Speed up calibration? #16

tobz · 2020-05-13T13:31:59Z

In magnet/metered-rs#21, it was noted that the calibration time for Clock takes one second, which may come across as a surprise to users. This is totally fair, especially since it's not documented.

Are there alternative calibration approaches we can take to avoid spending a full second of undocumented time while still achieving an accurate calibration?

One idea is that we loop until we have a statistically significant number of measurements and have reached some stable deviance of the measurements, while falling back to a maximum amount of time spent where we would use the current calibration logic.

The text was updated successfully, but these errors were encountered:

antifuchs · 2020-05-16T05:26:04Z

Hah! We're (in governor) one of the users stumbling across that undocumented startup time. I would love to upgrade to 0.5, but the way it works currently is that a new clock is created for every rate limiter, incurring a 1s delay every time... Not great (especially because previously, construction took only 40µs).

As a work-around, would it be safe to keep a static clock around and only initialize it once, the first time somebody needs it? Or are calibrations different across threads / processor bounds?

tobz · 2020-05-16T23:11:32Z

@antifuchs So this brings up some interesting tidbits!

At a high-level, modern CPUs have invariant/non-stop TSC: it ticks along at a fixed rate regardless of clock rate, ACPI P-/C-/T- states, etc. We're talking like 2011 and later. We implicitly depend on this feature because otherwise our timing would be changing over time without frequent recalibration.

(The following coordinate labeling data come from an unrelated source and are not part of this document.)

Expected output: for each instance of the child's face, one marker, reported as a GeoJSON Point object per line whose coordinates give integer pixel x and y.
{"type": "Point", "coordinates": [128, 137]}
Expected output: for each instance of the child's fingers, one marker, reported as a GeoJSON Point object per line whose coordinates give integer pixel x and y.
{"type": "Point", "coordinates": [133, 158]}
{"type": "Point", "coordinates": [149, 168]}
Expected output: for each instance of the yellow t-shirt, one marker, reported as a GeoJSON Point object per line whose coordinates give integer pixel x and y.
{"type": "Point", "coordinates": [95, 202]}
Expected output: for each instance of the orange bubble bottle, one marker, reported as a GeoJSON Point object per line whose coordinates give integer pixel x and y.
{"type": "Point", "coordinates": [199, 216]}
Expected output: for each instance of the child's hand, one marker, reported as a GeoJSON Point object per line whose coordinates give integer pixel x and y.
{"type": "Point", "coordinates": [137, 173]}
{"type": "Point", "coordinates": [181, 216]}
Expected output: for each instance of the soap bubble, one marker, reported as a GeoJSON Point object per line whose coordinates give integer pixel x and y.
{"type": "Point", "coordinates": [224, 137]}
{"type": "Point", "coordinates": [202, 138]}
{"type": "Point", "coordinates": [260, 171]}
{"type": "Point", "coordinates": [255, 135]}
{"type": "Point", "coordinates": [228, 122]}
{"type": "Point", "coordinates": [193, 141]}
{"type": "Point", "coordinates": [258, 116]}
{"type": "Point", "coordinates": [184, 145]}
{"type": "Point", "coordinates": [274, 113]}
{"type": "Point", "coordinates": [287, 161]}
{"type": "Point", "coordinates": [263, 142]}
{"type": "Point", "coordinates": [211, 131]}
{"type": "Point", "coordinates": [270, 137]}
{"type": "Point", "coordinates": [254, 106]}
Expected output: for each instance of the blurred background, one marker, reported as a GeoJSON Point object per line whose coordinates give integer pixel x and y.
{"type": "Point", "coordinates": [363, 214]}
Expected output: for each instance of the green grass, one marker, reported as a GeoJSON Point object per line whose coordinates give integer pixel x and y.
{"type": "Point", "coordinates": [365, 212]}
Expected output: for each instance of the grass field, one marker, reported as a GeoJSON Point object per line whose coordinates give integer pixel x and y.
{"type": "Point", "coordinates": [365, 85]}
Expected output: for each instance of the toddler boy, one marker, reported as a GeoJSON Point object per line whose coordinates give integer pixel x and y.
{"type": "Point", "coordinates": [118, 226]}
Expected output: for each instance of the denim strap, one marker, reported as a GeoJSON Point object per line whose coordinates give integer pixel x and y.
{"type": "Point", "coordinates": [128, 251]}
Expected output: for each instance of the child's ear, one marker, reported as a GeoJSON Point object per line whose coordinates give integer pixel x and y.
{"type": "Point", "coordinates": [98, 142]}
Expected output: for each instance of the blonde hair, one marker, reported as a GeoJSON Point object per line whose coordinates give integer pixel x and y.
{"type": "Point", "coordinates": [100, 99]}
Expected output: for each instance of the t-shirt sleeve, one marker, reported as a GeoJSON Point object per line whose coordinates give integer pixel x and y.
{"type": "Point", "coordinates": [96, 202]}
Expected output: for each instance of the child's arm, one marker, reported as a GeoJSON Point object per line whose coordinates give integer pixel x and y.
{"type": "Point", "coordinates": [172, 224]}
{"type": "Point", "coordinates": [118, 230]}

The biggest thing we don't account for is SMP systems. From a bunch of reading, Linux, Windows, and presumably others will be synchronizing the starting TSC value across cores. From the little I do know about SMP systems, there's going to be an inherent latency involved going cross-socket, compared to cross-core on the same socket. Extrapolating from data I've seen on bits like the latency of AMD's Infinity Fabric, we might expect this cross-socket latency to be 10-20x higher than the same-socket latency.

This is all to say: your chance of reading the TSC on a different socket, having a different TSC offset, gets higher with the number of CPUs your machine has, which will naturally lead to potential mismatches. However, the calibration itself should still be consistent over time: if mismatches came up, they would be for a fixed amount depending on which socket the measurement was taken one relative to the socket used for calibration.

This gets into the part of the convo where we talk about how I'm not a subject matter expert here. I haven't read all of the TSC initialization code for the Linux kernel, so maybe they're already estimating for NUMA node latency differences? Maybe the Linux scheduler fights very hard not to reschedule threads on a different NUMA node so we're very unlikely to see this in practice? I honestly just don't know.

One solution I think I can offer, at least, is some potential "fallback" feature flag where all of the niceties of quanta are preserved: mocking, the "recent" time, etc, but we simply use the normal OS facilities under the hood i.e. the same as std::time::Instant.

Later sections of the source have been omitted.